How to explode a dask dataframe column horizontally instead of vertically

I am trying to emulate the below behavior using Dask Dataframe to explode the columns horizontally instead of vertically

I am able to achieve it using the below code in Pandas dataframe

import pandas as pd

data = {‘list_column’: [[1, 2, 3], [4, 5, 6], [7, 8, 9]]}

df = pd.DataFrame(data)

df_exploded = df.explode(‘list_column’)

df_horizontal = df_exploded.pivot_table(index=df_exploded.index, columns=df_exploded.groupby(df_exploded.index).cumcount(), values=‘list_column’)

df_horizontal

Hi @Damilola,

If you know before hand the number of int in the list, you could go with map_partitions:

import dask
import pandas as pd
import dask.dataframe as ddf
dask.config.set({"dataframe.convert-string": False})

data = {'list_column': [[1, 2, 3], [4, 5, 6], [7, 8, 9], [10, 11, 12], [13, 14, 15], [16, 17, 18]]}
df = pd.DataFrame(data)
dask_df = ddf.from_pandas(df, npartitions=3)

def explode_horizontal(df):
    df_exploded = df.explode('list_column')
    df_horizontal = df_exploded.pivot_table(index=df_exploded.index, columns=df_exploded.groupby(df_exploded.index).cumcount(), values='list_column')
    return df_horizontal

result = dask_df.map_partitions(explode_horizontal, meta={0:'int', 1: 'int', 2: 'int'})#meta is key here

result.compute()
1 Like

Hi @guillaumeeb

Thanks for the response.

It appears you are exploding the Pandas dataframe and not the Dask dataframe.

I also want a solution that will work if the length of the list values is arbitrary or not known in advance as that could impact how the meta parameter is constructed

Please note that all list entries in a column will have the same length.
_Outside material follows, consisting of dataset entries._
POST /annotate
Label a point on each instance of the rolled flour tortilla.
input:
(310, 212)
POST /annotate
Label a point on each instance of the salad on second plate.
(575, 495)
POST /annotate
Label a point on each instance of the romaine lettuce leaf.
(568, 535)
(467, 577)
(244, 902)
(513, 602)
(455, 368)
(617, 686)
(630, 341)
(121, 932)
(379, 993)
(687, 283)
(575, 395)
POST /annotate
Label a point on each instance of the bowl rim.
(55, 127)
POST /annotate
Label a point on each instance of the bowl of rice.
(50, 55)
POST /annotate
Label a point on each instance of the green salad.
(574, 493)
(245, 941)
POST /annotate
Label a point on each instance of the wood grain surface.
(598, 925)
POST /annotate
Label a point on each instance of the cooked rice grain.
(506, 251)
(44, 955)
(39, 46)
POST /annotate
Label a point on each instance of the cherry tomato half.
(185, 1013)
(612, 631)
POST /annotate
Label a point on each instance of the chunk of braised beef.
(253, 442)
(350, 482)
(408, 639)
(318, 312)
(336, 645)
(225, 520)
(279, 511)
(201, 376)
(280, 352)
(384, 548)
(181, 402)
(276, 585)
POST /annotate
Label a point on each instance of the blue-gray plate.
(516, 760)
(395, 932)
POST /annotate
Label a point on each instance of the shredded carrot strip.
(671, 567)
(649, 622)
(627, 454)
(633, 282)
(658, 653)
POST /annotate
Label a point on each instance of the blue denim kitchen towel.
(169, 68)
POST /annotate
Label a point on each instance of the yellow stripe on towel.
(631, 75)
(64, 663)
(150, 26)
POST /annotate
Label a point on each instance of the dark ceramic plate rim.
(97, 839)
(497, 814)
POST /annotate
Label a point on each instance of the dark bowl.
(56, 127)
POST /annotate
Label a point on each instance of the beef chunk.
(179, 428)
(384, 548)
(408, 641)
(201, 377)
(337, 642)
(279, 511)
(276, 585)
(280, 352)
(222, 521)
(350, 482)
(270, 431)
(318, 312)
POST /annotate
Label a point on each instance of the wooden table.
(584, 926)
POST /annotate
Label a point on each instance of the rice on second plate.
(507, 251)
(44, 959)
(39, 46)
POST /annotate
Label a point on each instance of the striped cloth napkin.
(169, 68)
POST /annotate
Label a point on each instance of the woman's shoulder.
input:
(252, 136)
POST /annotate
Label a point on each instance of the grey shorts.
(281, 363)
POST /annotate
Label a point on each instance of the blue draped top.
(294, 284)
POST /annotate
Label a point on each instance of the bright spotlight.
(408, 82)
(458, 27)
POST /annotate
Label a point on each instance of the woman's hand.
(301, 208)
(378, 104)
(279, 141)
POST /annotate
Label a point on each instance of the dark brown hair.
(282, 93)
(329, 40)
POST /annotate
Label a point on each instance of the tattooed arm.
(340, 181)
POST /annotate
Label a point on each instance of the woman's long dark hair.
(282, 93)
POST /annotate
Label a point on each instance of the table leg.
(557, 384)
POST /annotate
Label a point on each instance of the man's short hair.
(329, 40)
However, this length can vary and cannot always be deterministic in advance.

This is the current Pandas dataframe that works

Pandas DataFrame Approach

import pandas as pd

data = {‘list_column’: [[1, 2, 3], [4, 5, 6], [7, 8, 9]]}

df = pd.DataFrame(data)

df_exploded = df.explode(‘list_column’)

df_horizontal = df_exploded.pivot_table(index=df_exploded.index, columns=df_exploded.groupby(df_exploded.index).cumcount(), values=‘list_column’)

df_horizontal

However, from the pure Dask Dataframe point of view, this is what I am actually looking for which I have not been able to get to work as I am always getting a ValueError: Grouper and axis must be same length

Dask DataFrame Approach

import pandas as pd
import dask.dataframe as dd

data = {‘list_column’: [[1, 2, 3], [4, 5, 6], [7, 8, 9]]}

pdf = pd.DataFrame(data)

ddf = dd.from_pandas(pdf, npartitions=1)

ddf_exploded = ddf.explode(‘list_column’)
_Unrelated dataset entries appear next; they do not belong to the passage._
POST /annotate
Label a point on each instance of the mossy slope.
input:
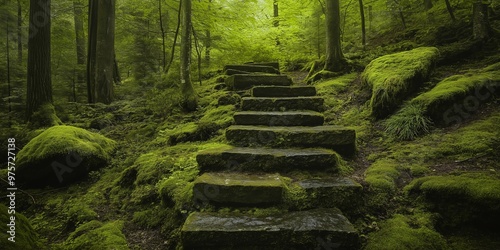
(25, 236)
(62, 154)
(396, 76)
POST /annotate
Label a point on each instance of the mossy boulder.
(62, 155)
(393, 78)
(97, 235)
(467, 199)
(457, 97)
(25, 236)
(406, 232)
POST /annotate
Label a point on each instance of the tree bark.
(105, 51)
(80, 40)
(91, 52)
(363, 26)
(19, 33)
(39, 85)
(189, 97)
(450, 10)
(162, 30)
(480, 27)
(334, 57)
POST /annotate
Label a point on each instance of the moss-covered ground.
(142, 197)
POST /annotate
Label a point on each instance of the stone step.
(313, 229)
(283, 91)
(267, 159)
(277, 118)
(238, 189)
(340, 192)
(250, 68)
(247, 81)
(282, 103)
(338, 138)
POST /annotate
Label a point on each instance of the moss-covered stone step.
(247, 81)
(267, 159)
(238, 189)
(277, 118)
(282, 103)
(250, 68)
(313, 229)
(283, 91)
(340, 192)
(338, 138)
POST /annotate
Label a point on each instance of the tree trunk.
(480, 27)
(334, 57)
(189, 97)
(19, 33)
(162, 30)
(363, 27)
(80, 40)
(39, 85)
(105, 51)
(450, 10)
(91, 53)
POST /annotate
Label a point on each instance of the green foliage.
(64, 140)
(25, 236)
(97, 235)
(409, 123)
(407, 232)
(475, 187)
(471, 90)
(395, 77)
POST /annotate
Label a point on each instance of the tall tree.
(101, 51)
(39, 85)
(335, 60)
(80, 39)
(189, 96)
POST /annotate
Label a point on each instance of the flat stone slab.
(280, 91)
(247, 81)
(340, 192)
(338, 138)
(276, 118)
(313, 229)
(251, 68)
(267, 159)
(282, 103)
(238, 189)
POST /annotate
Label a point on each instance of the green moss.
(406, 232)
(77, 151)
(97, 235)
(478, 188)
(408, 123)
(25, 236)
(456, 97)
(393, 78)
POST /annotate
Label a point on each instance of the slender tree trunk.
(189, 96)
(105, 51)
(175, 38)
(19, 33)
(91, 53)
(363, 27)
(80, 40)
(450, 10)
(164, 59)
(334, 57)
(39, 85)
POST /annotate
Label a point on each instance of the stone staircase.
(278, 133)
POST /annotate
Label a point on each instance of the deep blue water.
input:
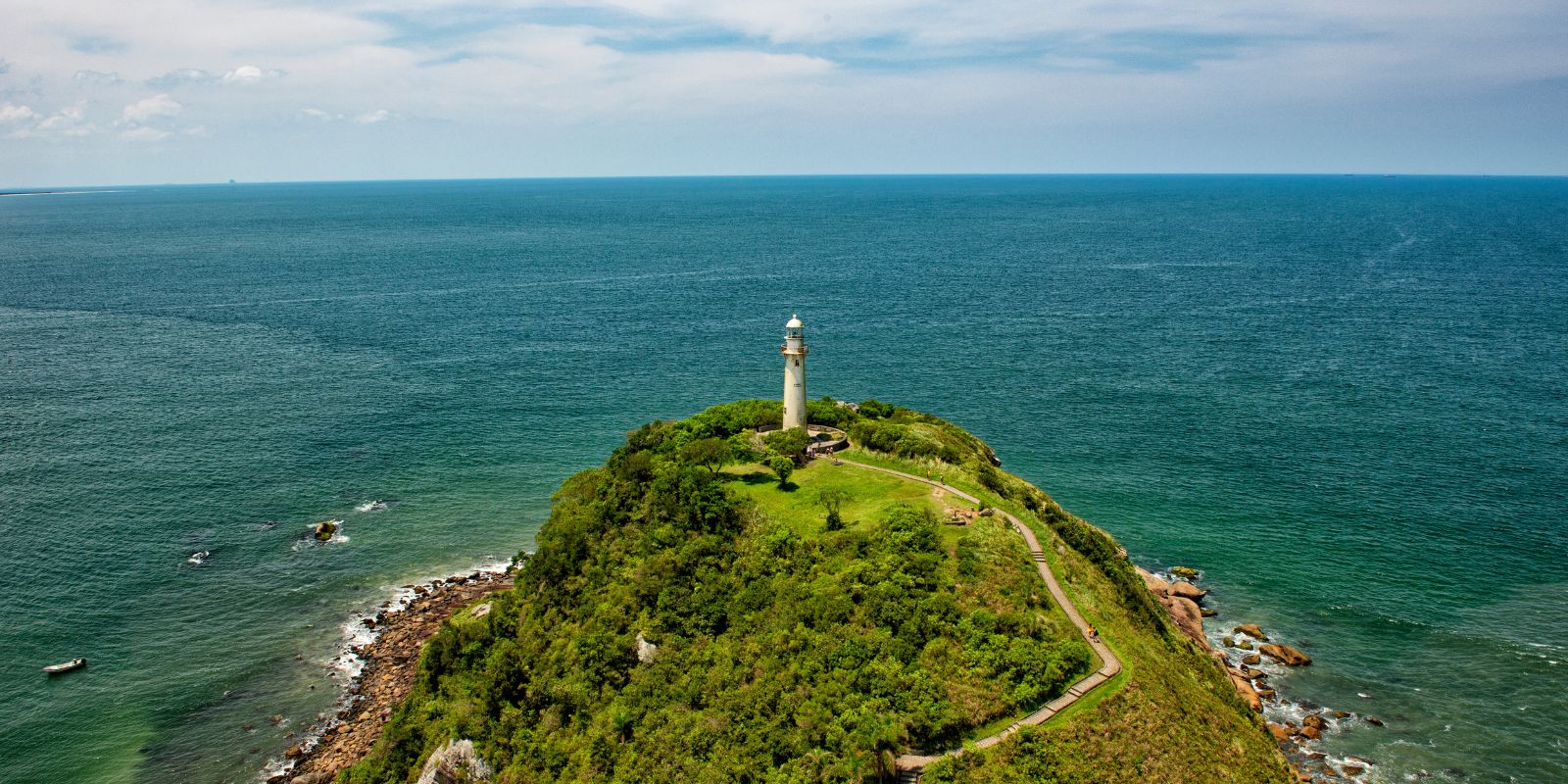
(1343, 397)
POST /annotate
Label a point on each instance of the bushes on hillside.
(781, 658)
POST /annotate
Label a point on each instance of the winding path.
(911, 765)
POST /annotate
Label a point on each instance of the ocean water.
(1345, 399)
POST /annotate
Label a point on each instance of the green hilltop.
(700, 611)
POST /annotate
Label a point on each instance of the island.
(864, 598)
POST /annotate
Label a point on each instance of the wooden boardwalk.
(909, 765)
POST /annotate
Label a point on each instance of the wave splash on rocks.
(376, 659)
(1254, 663)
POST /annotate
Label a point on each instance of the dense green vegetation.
(786, 651)
(811, 623)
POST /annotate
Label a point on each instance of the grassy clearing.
(1170, 715)
(796, 504)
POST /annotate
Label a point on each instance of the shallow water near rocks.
(1343, 399)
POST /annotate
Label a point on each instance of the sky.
(149, 91)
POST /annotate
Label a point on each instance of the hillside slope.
(690, 616)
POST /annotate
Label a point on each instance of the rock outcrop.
(1251, 631)
(457, 762)
(386, 679)
(645, 650)
(1285, 655)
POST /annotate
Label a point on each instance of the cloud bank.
(388, 88)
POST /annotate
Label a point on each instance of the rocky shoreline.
(384, 679)
(1296, 725)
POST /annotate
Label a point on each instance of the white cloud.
(148, 109)
(143, 133)
(96, 77)
(13, 114)
(250, 75)
(203, 77)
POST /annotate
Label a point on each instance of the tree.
(789, 441)
(706, 452)
(831, 499)
(781, 466)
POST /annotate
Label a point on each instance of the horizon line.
(46, 190)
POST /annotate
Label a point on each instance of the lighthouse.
(794, 373)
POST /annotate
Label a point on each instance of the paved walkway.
(909, 765)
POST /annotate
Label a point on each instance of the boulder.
(457, 762)
(1249, 695)
(645, 650)
(1285, 655)
(1251, 631)
(1188, 618)
(1154, 584)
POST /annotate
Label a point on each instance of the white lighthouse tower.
(794, 373)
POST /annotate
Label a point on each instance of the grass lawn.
(869, 493)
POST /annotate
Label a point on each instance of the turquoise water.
(1345, 399)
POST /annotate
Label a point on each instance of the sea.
(1345, 400)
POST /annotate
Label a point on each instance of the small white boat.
(67, 666)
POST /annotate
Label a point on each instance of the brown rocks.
(1251, 631)
(1188, 618)
(1246, 689)
(1285, 655)
(1157, 587)
(386, 678)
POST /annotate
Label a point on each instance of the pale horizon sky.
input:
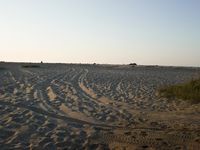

ddf_horizontal = ddf_exploded.pivot_table(index=ddf_exploded.index, columns=ddf_exploded.groupby(df_exploded.index).cumcount(), values=‘list_column’)

ddf_horizontal.compute()

Thank you so much for your help in this regard.

Yes I am, because I’m using the Pandas method on each partition of the Dask DataFrame, using map_partitions.

I understand, but I don’t think this is possible, you’ve got to specify meta kwarg to Dask. Could you just read a few lines of data to determine the length of the list values to build the meta kwarg?